The wage talks seemed to have hit a snag on Tuesday, despite Eskom’s revised offer of a 7.5percent rise. The cash-strapped power utility had initially offered 7percent, while the unions originally demanded a one-year deal, with a 9percent increase. The unions have since revised their demands to 8percent for 2018 and 8.5 percent in the next two years. They also demanded a R500 housing allowance and a 12percent bonus.

Eskom would not confirm the new offer. “The parties have agreed among themselves that we should not reveal the new offer,” said Phasiwe. They would give the unions enough time to convey the new offer to their members, he said.

The unions on Tuesday evening said that the wage talks had reached a sensitive stage and requested a meeting with Public Enterprises Minister Pravin Gordhan and Finance Minister Nhlanhla Nene.

“The wage negotiations are at a sensitive stage and the NUM, Numsa and Solidarity have requested a meeting with Gordhan, Nene and the Eskom board. The proposed meeting is going to take place as soon as possible.
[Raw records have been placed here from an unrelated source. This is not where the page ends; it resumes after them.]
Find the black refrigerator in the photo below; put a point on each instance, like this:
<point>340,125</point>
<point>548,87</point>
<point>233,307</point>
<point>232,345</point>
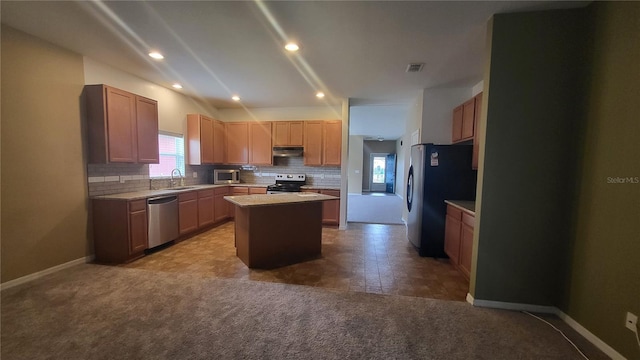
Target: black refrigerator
<point>436,173</point>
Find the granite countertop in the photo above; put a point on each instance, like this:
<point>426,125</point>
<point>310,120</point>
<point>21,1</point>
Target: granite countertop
<point>144,194</point>
<point>466,206</point>
<point>279,199</point>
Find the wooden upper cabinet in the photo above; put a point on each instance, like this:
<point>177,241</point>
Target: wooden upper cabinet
<point>237,143</point>
<point>313,142</point>
<point>147,130</point>
<point>332,142</point>
<point>201,144</point>
<point>260,148</point>
<point>468,117</point>
<point>456,134</point>
<point>476,135</point>
<point>122,126</point>
<point>219,142</point>
<point>288,133</point>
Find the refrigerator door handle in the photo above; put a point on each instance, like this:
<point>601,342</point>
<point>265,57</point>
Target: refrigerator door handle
<point>410,189</point>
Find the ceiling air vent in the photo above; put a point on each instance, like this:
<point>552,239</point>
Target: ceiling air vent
<point>415,67</point>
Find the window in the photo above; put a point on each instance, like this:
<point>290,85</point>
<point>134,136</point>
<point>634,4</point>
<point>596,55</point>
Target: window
<point>171,156</point>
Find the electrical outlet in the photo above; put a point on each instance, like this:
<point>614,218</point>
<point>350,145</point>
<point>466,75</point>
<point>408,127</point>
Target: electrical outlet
<point>631,322</point>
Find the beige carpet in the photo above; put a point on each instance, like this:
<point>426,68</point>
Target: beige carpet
<point>100,312</point>
<point>375,209</point>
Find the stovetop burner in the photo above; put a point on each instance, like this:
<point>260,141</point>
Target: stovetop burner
<point>287,183</point>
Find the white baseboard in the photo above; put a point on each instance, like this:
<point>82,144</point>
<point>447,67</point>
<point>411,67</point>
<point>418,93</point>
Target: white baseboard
<point>608,350</point>
<point>39,274</point>
<point>596,341</point>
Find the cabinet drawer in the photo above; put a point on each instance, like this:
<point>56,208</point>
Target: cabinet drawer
<point>468,219</point>
<point>205,193</point>
<point>454,212</point>
<point>191,195</point>
<point>137,205</point>
<point>221,190</point>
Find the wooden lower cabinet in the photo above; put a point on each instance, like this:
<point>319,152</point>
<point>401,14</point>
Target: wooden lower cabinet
<point>205,208</point>
<point>188,212</point>
<point>458,239</point>
<point>221,206</point>
<point>119,229</point>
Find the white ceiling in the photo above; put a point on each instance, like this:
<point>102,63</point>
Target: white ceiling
<point>350,49</point>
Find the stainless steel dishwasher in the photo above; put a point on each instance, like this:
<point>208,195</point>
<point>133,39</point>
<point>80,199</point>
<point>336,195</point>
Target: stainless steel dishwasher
<point>163,220</point>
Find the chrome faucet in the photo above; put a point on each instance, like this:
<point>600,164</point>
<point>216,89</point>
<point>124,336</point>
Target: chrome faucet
<point>173,182</point>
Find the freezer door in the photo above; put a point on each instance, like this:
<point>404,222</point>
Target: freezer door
<point>414,195</point>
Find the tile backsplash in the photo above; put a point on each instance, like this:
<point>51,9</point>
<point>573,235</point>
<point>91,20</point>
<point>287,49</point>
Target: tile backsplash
<point>106,179</point>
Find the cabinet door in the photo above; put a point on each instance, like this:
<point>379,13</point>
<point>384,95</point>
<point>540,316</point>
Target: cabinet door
<point>313,142</point>
<point>260,147</point>
<point>237,143</point>
<point>205,208</point>
<point>147,130</point>
<point>452,238</point>
<point>138,241</point>
<point>476,135</point>
<point>457,124</point>
<point>219,142</point>
<point>332,142</point>
<point>206,140</point>
<point>468,117</point>
<point>188,212</point>
<point>121,128</point>
<point>296,133</point>
<point>466,249</point>
<point>331,208</point>
<point>281,133</point>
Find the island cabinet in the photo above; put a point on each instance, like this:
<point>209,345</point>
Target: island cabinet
<point>458,241</point>
<point>119,230</point>
<point>205,140</point>
<point>288,133</point>
<point>205,208</point>
<point>476,136</point>
<point>188,212</point>
<point>220,205</point>
<point>122,127</point>
<point>330,208</point>
<point>323,143</point>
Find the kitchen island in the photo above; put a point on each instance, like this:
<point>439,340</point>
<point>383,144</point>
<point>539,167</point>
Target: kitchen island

The NUM believes that the proposed meeting will help the parties to resolve their differences amicably and sign an agreement,” NUM said yesterday.

Direct intervention

Numsa acting spokesperson Phakamile Hlubi last night declined to discuss what the unions wanted to discuss with the ministers and the board.

“We have reached a point where we feel we cannot go any further. That is why we require the direct intervention of the ministers and the board,” said Hlubi. She said the date for the meeting had not yet been decided.

Phasiwe yesterday said that following a marathon 13-hour long wage talks on Tuesday, Eskom and the unions were edging closer to a deal. “There is a light at the end of the tunnel But the parties have agreed not to divulge the proposed new offer to third parties until a meeting with the said ministers has taken place,” he said.

As the gap between Eskom and the unions narrows on the wage increase, the demand for a housing allowance and a bonus could be the sticking point in the negotiations. Eskom has publicly said that its employees would not be getting any bonuses this year as part of the utility’s cost-cutting measures.